1. A cause of action for injuries sustained in drinking poisonous and deleterious liquors fui’nished by another may arise either from the wilful and intentional furnishing of such liquor or from the negligent and careless furnishing of the same. A petition, therefore, which alleges a right of action to recover upon the theory that the liquor was wilfully and intentionally furnished to the plaintiff is amendable by the addition of another count, alleging a right of action in the plaintiff to recover for the negligent and careless furnishing of such liquor. Such an amendment does not set out a new cause of action, and was therefore proper allowed. City of Columbus v. Anglin, 120 Ga. 785 (48 S. E. 318); So. Ry. Co. v. Flynt, 9 Ga. App. 757 (72 S. E. 189); Dundee Woolen Mills v. Edison, 17 Ga. App. 245 (86 S. E. 414).
2. An allegation in such second count is not subject to the exception that two causes of action are joined in one count by reason of the fact that it is alleged that the defendant’s conduct in furnishing the liquor was negligent because the defendant “ knew or ought to have known ” of the poisonous and deleterious character of the liquor. All of the allegations in this count, including this one as to knowledge, or duty to know, on the part of the defendant of the alleged character of the liquor, allege only a negligent tort.
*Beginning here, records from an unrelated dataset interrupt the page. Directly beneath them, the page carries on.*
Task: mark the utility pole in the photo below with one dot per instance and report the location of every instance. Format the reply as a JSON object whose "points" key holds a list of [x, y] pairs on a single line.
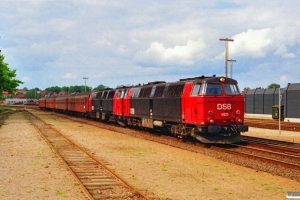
{"points": [[226, 40], [85, 83], [231, 61]]}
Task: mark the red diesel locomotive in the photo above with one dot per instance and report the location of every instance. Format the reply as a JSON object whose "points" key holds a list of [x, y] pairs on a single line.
{"points": [[209, 109]]}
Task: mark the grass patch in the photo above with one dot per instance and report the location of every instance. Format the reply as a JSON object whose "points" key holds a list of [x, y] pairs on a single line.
{"points": [[4, 108], [61, 193]]}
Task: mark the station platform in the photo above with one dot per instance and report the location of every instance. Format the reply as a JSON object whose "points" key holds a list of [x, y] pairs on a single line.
{"points": [[263, 116]]}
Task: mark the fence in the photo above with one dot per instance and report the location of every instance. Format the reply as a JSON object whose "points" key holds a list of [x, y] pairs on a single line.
{"points": [[260, 101]]}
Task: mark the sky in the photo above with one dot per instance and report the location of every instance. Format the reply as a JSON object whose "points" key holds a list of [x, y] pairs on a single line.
{"points": [[117, 42]]}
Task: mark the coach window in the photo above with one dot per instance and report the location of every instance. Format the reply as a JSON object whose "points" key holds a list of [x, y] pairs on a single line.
{"points": [[231, 89], [195, 90], [135, 92]]}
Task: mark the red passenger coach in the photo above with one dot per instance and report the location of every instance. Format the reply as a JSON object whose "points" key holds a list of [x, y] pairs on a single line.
{"points": [[62, 103], [79, 103], [50, 103], [42, 103]]}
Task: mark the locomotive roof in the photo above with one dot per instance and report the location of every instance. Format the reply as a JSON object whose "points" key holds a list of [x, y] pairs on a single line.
{"points": [[215, 80]]}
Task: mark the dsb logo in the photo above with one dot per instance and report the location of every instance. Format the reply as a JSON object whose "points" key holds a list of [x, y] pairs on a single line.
{"points": [[224, 106]]}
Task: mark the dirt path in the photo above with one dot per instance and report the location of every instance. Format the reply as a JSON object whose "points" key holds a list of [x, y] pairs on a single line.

3. Where a person, with knowledge that liquor contains a poisonous and deleterious ingredient known as wood alcohol, furnishes the same to another, either directly or by placing it where he knows that the other person will find it and drink it, and thus furnishes the liquor with the intention that the other person shall drink it and become injured thereby, and where the latter, in ignorance of the poisonous character of the liquor, drinks it, and by reason of its poisonous character suffers a physical injury from drinking it, the person so furnishing the liquor is liable for the wilful and intentional injury thus caused.
4. Where a person, with knowledge that liquor within his control and in*726tended to be used as a beverage contains a poisonous and deleterious ingredient known as wood alcohol, or whose lack of knowledge under the circumstances is negligence, carelessly leaves or deposits the same where he knows, or has reason to know, or by the exercise of ordinary care should know that one who is lawfully on his premises, such as a guest in his house, will find the liquor, and where such guest in ignorance of the poisonous character of the liquor, drinks it, and by reason of its poisonous character suffers a physical injury, the person thus carelessly leaving the liquor where his guest can find it is liable for tire injuries thus sustained, provided that the person injured could not by due care have avoided the injury.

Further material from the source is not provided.